The formal coronation ceremony for Queen Elizabeth II took place in London the following year.
In archival footage from the BBC, a presenter describes that day: “And here you see more than 30,000 schoolchildren cheering their heads off, having the time of their lives on this coronation day as they see all the queen’s horses and men going by.”
Roger Bardett, now 76, vividly remembers that June day in 1953.
“It was a dreadful day,” he says. “Rain, rain, rain, all the time. And this coach left Westminster Abbey, and it was still raining. Then there was this sudden interval between the showers, and as she drove towards Buckingham Palace, sun was out. And it would seem quite miraculous that the sun was shining on the new queen.”
Ninety-four-year-old Leonard Driver has slightly foggier memories of that day.
“We all watched it. I was probably half-drunk at the time, because the beer was free!” he says with a laugh.
In the 20th century, monarchies crumbled all over the world. The British royal family is a dramatic exception.

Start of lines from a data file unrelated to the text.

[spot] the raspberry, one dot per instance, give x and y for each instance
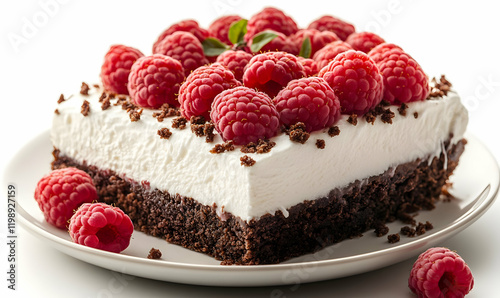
(184, 47)
(155, 80)
(439, 272)
(318, 39)
(243, 115)
(377, 52)
(328, 53)
(270, 72)
(220, 28)
(116, 67)
(310, 101)
(190, 26)
(356, 80)
(364, 41)
(201, 87)
(101, 226)
(61, 192)
(280, 43)
(333, 24)
(404, 79)
(310, 66)
(235, 61)
(270, 18)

“I think we’re a bit surprised that the monarchy is still here,” says Robert Lacey, a historian and author who wrote a biography of Elizabeth II. “You think back to the swinging ’60s, satire, the Beatles — you wouldn’t have given much time for the monarchy then [or] in the depths of the scandals of the 1990s, Windsor Castle burning down so significantly.”
Yet it endured.
And here’s what makes this queen so different from other world leaders: Her clout does not come from great oration. She’s not famous for the memorable words that she has spoken or actions she has taken.
In fact, says Lacey, it’s exactly the opposite.
“This absolute refusal to say anything important, this politeness, in an age of celebrity when everybody splashes their emotions and their feelings all over their personal phones, and politicians do the same — actually, someone who respects rules of civility and politeness matters.”
Today’s events capture that quality of hers perfectly. The 89-year-old queen is not celebrating this milestone with fireworks or a palace ball. Instead, she’s in Scotland, attending the opening of a new railway line.